There was absolutely nothing wrong with these values--they accurately reflected what Crimson Hexagon and its leadership believe its important, how it should operate, and what creates its success. But as summer turned to fall, Newby was increasingly disturbed by what she came to see as some fatal weaknesses in this value statement. Ask yourself if any of the following apply to your own value statement as well:

1. There are too many.

"When you have more than three values, people start having trouble remembering them," Newby says.

2. They're too vague.

"I thought they were OK, but I didn't want them to be platitudes," Newby says.

3. They don't start conversations.

Your values should be something that the team can discuss, that comes up in conversations, or forms the basis of informal discussions and Q&As, Newby says. She could see that this would not happen with Crimson Hexagon's original value statement.

4. They don't help you with hiring decisions.

This is an extremely bad flaw in a company that is expanding rapidly, and in an industry where finding talent is increasingly challenging.

5. They don't tell you what to do--and what not to.

One big purpose of a value statement is to encourage some behaviors throughout the company and discourage others. This value statement was not accomplishing that goal.

Time for a do-over.

By October, Newby was becoming convinced that the company's value statement needed already needed an overhaul. Over the holidays, she began writing down the behaviors she wanted to encourage at Crimson Hexagon, the kind that would make the company strong for the long term. Then came the hard part: She had to break it to her team.

"They were pissed off at me," she says frankly. "But I talked one-on-one with a lot of people. We had done all this work as a company mapping out our four pillars that it was worth unraveling them a little big and going deeper."

Working with her executive team, she established a second set of values that she believes will serve the company much better:

1. Be professional.

This reflects how the company should interact with its customers and the rest of the world, and how the people who work there should behave for the company's continued success.  "People know when they are being professional and when they are not, but sometimes they need to have a reminder to fall back on when reflecting on something that went wrong," Newby explains.

2. Be humble.

"To me, this is all about learning," Newby says. "Never let your ego get in the way of your ability to learn. Don't be afraid to say you don't understand." The moment you think you know everything you need to, you're in trouble.

3. Be human.

This is how employees should behave when they're at work, how they treat each other and customers and it's fundamentally important, Newby says. "I started thinking about what makes people happy at work, and I think it's having really good relationships. When you screw something up, often it's over a relationship at work." Being human also means having a life and relationships outside of work, she adds. "We need to acknowledge the full lives our people are living."

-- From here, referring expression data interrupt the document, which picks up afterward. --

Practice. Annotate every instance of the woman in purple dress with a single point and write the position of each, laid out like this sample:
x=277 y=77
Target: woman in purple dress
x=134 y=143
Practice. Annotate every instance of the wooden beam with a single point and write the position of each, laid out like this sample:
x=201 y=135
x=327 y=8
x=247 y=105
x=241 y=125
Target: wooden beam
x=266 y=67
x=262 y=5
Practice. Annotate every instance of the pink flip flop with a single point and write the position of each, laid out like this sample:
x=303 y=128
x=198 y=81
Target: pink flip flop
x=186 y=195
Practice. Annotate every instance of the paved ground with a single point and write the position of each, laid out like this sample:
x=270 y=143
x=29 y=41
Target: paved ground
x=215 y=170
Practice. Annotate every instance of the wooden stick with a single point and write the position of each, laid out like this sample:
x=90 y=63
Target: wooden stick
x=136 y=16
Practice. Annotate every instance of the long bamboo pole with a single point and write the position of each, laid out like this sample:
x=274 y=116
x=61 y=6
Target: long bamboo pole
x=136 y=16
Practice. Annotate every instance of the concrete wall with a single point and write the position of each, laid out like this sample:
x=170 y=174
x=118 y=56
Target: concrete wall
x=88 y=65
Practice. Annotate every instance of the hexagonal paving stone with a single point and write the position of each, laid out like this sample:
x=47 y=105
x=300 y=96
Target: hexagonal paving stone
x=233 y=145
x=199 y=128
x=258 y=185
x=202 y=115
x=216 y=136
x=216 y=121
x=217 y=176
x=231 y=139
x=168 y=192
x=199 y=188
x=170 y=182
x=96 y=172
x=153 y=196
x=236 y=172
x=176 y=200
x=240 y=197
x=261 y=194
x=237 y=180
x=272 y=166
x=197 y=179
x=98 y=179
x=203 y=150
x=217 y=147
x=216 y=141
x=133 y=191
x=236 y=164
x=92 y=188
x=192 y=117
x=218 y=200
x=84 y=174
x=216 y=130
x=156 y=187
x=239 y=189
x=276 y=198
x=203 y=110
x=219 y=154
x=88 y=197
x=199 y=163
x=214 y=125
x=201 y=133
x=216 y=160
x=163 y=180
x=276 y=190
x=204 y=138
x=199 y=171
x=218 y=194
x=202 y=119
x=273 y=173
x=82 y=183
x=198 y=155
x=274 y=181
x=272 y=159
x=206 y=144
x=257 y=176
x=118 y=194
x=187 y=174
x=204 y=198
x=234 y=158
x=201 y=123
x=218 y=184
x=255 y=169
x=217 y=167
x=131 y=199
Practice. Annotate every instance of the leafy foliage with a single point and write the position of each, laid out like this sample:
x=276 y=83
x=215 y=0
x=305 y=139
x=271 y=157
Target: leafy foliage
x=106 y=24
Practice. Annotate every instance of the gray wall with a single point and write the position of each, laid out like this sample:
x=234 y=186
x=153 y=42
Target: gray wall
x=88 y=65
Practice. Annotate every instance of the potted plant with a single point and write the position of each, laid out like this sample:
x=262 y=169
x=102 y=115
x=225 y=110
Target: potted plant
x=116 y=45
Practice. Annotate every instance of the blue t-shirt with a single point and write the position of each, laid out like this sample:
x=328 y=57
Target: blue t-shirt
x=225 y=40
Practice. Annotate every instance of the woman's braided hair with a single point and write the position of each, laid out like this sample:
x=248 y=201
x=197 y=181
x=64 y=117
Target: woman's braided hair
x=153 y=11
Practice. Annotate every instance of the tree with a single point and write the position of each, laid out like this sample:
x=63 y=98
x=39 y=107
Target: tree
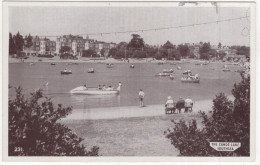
x=102 y=52
x=34 y=128
x=219 y=45
x=204 y=56
x=205 y=48
x=168 y=45
x=136 y=42
x=122 y=46
x=19 y=42
x=184 y=50
x=230 y=122
x=12 y=46
x=174 y=54
x=28 y=40
x=89 y=53
x=112 y=52
x=65 y=49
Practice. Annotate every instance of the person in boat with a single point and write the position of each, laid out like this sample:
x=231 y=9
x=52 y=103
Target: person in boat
x=119 y=86
x=104 y=87
x=169 y=105
x=141 y=97
x=188 y=105
x=196 y=76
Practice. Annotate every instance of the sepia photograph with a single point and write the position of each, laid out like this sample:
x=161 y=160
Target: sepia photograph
x=129 y=80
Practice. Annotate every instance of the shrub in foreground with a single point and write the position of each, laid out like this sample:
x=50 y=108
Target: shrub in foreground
x=34 y=129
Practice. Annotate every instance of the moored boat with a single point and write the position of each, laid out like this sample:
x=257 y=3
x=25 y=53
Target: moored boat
x=91 y=70
x=110 y=65
x=66 y=72
x=163 y=74
x=168 y=71
x=94 y=91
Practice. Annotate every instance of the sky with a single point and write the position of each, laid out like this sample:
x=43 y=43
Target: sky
x=55 y=21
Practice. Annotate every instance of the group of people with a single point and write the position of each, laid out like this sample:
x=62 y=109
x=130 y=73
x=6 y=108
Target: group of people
x=190 y=77
x=181 y=103
x=105 y=88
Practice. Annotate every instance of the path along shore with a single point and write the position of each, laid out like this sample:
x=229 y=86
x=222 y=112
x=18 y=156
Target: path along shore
x=131 y=111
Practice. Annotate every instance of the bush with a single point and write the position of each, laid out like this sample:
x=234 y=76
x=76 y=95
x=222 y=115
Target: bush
x=230 y=122
x=34 y=129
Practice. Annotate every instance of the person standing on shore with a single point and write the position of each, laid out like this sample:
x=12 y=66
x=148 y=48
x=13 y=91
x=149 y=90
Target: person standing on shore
x=141 y=98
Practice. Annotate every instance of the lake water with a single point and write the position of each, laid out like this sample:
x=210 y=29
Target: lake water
x=31 y=77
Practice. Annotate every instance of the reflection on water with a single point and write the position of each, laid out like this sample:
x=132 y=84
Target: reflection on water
x=213 y=80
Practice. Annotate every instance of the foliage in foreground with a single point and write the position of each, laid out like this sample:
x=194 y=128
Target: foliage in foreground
x=34 y=129
x=230 y=122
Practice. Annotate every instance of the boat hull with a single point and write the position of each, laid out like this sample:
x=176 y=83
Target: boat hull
x=92 y=91
x=62 y=72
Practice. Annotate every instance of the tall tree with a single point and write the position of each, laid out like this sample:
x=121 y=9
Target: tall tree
x=19 y=42
x=136 y=42
x=12 y=47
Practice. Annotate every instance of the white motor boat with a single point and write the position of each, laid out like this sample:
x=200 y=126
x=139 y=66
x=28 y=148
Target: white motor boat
x=94 y=91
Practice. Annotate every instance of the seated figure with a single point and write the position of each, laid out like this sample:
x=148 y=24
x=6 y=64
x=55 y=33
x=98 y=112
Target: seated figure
x=169 y=106
x=180 y=104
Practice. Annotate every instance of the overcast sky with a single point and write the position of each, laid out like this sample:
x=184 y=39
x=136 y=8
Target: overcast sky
x=45 y=21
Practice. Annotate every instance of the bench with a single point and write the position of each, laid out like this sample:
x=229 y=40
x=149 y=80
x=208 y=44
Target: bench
x=171 y=108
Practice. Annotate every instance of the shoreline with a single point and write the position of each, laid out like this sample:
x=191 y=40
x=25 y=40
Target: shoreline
x=132 y=111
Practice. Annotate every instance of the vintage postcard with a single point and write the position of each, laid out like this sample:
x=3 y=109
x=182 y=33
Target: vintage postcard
x=129 y=81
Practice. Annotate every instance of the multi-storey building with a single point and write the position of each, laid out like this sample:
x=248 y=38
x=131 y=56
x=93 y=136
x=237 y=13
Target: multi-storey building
x=76 y=43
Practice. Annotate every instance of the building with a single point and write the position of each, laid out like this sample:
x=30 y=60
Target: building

These values inform Crimson Hexagon's hiring. "In the end, it's not that difficult--we are simply looking for two things: happy people and learning people. Our values can remind us what we are looking for," Newby explains. "I want to be a company where people don't have to come in perfect, but they're humble and willing to learn more," she adds. This also means that, when you have people whose behavior doesn't align with the company's values, even if they are high performers at their jobs, they must either change their ways or leave. 

Newby and the executive team have only recently rolled out the new values to the company. "Now I want to have lunches where we talk about the dos and don'ts," she says. The next step will be a recognition program to reward employees who exemplify these values.

It's too early yet to know what the results of the new values will be. In the meantime, what do you think? Will the new values be more effective than the old ones?